JuliaML / MLUtils.jl

Utilities and abstractions for Machine Learning tasks
MIT License
107 stars 20 forks source link

Un-documented behaviour of `splitobs(...; at=1)` #166

Open mcabbott opened 11 months ago

mcabbott commented 11 months ago

The keyword at is described as a proportion, but secretly has quite different behaviour when it's an integer.
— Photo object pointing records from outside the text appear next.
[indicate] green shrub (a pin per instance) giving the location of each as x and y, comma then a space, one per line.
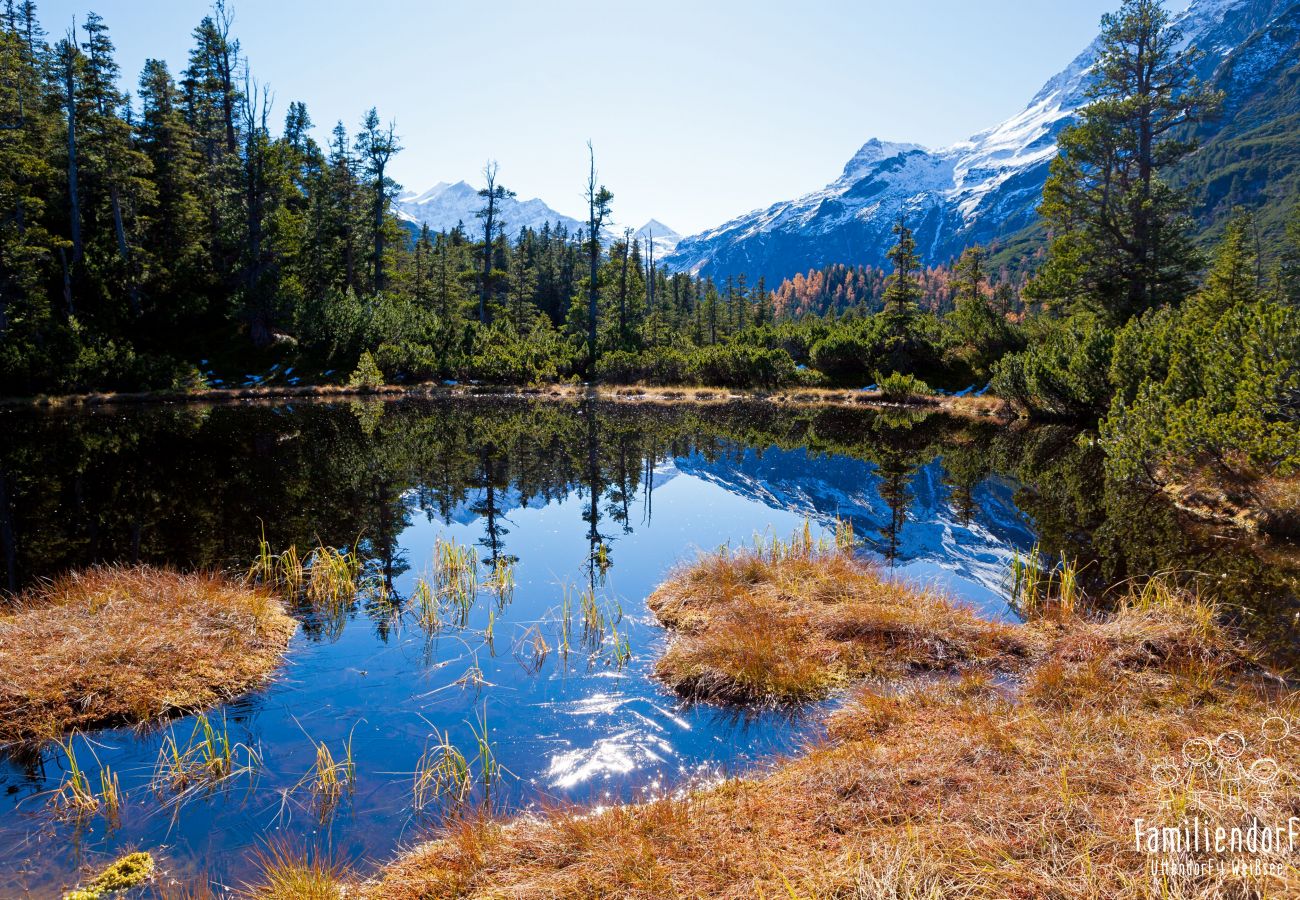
845, 357
902, 388
1065, 372
367, 373
737, 366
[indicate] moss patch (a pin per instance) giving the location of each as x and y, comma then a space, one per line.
131, 870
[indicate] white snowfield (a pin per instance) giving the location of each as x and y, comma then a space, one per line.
991, 180
447, 204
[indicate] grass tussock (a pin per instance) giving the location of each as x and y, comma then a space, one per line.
113, 644
957, 787
785, 622
291, 874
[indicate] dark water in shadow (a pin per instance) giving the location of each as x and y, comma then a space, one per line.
580, 497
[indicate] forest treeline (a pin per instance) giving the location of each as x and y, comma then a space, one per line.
174, 236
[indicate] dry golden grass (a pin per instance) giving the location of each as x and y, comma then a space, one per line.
791, 622
109, 645
963, 787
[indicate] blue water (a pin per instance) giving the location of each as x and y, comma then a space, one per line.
581, 730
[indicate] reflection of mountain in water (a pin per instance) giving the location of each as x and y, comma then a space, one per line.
822, 487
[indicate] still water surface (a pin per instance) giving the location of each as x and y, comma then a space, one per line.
579, 497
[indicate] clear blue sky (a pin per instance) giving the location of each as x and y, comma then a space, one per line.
698, 109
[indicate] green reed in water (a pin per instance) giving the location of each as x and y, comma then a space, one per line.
455, 578
1039, 591
441, 771
208, 758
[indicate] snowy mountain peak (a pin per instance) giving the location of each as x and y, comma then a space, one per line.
446, 204
874, 151
664, 238
976, 190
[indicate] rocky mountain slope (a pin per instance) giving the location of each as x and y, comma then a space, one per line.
446, 204
986, 189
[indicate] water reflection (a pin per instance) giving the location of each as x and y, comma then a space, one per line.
580, 498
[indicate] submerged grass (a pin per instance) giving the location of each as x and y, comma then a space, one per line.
961, 786
291, 874
791, 621
129, 644
207, 758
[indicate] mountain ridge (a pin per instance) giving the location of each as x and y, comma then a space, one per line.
980, 190
446, 204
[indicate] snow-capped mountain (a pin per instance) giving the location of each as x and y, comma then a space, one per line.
970, 555
976, 190
445, 206
663, 238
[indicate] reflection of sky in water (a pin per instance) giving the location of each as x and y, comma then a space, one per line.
577, 732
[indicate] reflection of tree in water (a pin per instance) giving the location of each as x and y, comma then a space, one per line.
965, 467
599, 558
194, 487
489, 509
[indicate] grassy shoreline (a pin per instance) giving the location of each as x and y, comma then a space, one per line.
980, 407
116, 645
961, 787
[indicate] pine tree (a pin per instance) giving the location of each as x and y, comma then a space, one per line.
902, 291
174, 263
1119, 239
598, 199
117, 173
377, 146
493, 197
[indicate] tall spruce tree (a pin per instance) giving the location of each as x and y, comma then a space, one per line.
1119, 236
493, 195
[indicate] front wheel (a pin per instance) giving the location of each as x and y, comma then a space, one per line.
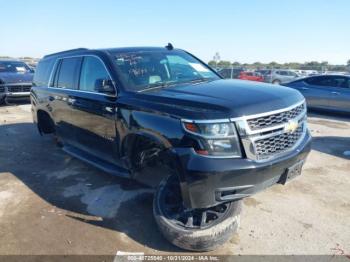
193, 229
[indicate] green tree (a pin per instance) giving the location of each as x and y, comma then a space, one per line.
236, 64
224, 64
273, 65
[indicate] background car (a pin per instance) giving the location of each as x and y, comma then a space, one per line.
252, 76
15, 80
330, 92
230, 73
280, 76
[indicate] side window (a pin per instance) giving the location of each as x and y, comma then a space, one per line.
42, 72
92, 73
339, 81
328, 81
68, 73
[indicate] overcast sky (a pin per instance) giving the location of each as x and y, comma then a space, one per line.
244, 31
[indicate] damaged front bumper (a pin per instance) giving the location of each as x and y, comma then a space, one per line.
207, 182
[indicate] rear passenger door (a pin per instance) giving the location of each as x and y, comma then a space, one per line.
96, 111
64, 86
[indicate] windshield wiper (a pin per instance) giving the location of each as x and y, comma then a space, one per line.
157, 85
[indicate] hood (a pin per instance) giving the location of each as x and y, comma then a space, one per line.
220, 99
11, 78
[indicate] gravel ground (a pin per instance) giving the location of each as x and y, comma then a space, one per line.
51, 203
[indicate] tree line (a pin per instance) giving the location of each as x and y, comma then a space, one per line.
313, 65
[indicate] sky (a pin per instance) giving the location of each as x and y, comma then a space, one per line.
244, 31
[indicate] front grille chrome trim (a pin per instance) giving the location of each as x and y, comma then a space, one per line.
250, 137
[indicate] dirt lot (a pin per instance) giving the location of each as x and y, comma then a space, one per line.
51, 203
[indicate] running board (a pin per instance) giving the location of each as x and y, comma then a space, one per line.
96, 162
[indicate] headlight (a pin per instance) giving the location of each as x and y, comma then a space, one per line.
215, 139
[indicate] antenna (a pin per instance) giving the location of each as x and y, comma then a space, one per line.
169, 46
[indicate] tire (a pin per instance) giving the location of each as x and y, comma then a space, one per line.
191, 238
276, 82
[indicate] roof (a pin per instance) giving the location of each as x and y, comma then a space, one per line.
109, 50
9, 60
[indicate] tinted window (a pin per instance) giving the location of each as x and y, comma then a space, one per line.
42, 72
13, 67
141, 70
92, 72
330, 81
68, 72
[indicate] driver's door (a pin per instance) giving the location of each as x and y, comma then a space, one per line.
96, 112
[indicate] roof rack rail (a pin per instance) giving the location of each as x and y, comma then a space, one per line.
67, 51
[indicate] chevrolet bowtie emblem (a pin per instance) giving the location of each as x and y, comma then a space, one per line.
291, 126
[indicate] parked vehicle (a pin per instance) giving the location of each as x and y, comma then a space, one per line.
15, 80
330, 92
280, 76
252, 76
230, 73
212, 142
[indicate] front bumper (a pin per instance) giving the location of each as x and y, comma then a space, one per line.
206, 182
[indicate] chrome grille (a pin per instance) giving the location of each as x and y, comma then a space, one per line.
275, 119
277, 144
271, 135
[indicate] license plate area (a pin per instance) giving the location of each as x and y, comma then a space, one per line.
292, 172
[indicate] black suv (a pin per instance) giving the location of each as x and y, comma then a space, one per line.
15, 80
163, 117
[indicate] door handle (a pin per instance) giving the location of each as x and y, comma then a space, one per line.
71, 101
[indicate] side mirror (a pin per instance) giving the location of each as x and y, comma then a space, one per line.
105, 86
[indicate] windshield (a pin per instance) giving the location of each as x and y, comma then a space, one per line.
140, 71
13, 67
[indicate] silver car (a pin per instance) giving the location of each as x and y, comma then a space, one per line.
330, 92
280, 76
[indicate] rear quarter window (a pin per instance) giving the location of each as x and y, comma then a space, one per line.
43, 72
68, 72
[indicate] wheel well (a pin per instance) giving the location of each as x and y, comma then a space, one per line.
147, 159
45, 123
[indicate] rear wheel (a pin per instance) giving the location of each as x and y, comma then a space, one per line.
193, 229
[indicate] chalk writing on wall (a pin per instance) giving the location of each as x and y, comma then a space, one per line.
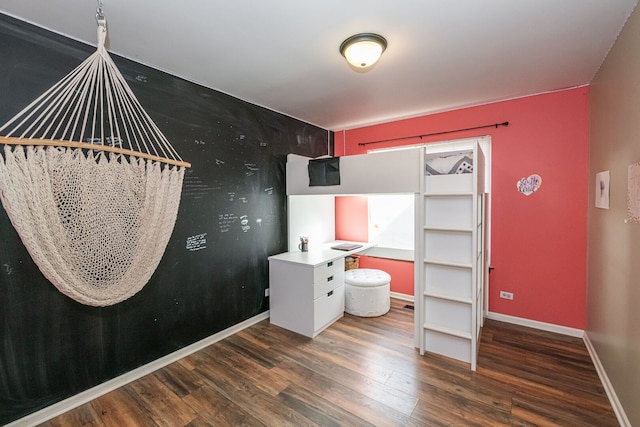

IMO it would be clearest if these had distinct names, but if both are called at, the two paths should both be clearly documented.

julia> splitobs(100, at=1.0)
(1:100, 101:100)

julia> splitobs(100, at=1)
(1:1, 2:100)

help?> splitobs
search: splitobs splitext splitdir split split_rest splitpath splitdrive splice! splat rsplit

  splitobs(n::Int; at) -> Tuple

  Compute the indices for two or more disjoint subsets of the range 1:n with splits given by at.

  Examples
  ≡≡≡≡≡≡≡≡

  julia> splitobs(100, at=0.7)
  (1:70, 71:100)

  julia> splitobs(100, at=(0.1, 0.4))
  (1:10, 11:50, 51:100)

  ────────────────────────────────────────────────────────────────────────────────────────────────

  splitobs(data; at, shuffle=false) -> Tuple

  Split the data into multiple subsets proportional to the value(s) of at.

  If shuffle=true, randomly permute the observations before splitting.

  Supports any datatype implementing the numobs and getobs interfaces.

  Examples
  ≡≡≡≡≡≡≡≡

  # A 70%-30% split
  train, test = splitobs(X, at=0.7)

  # A 50%-30%-20% split
  train, val, test = splitobs(X, at=(0.5, 0.3))

  # A 70%-30% split with multiple arrays and shuffling
  train, test = splitobs((X, y), at=0.7, shuffle=true)
  Xtrain, Ytrain = train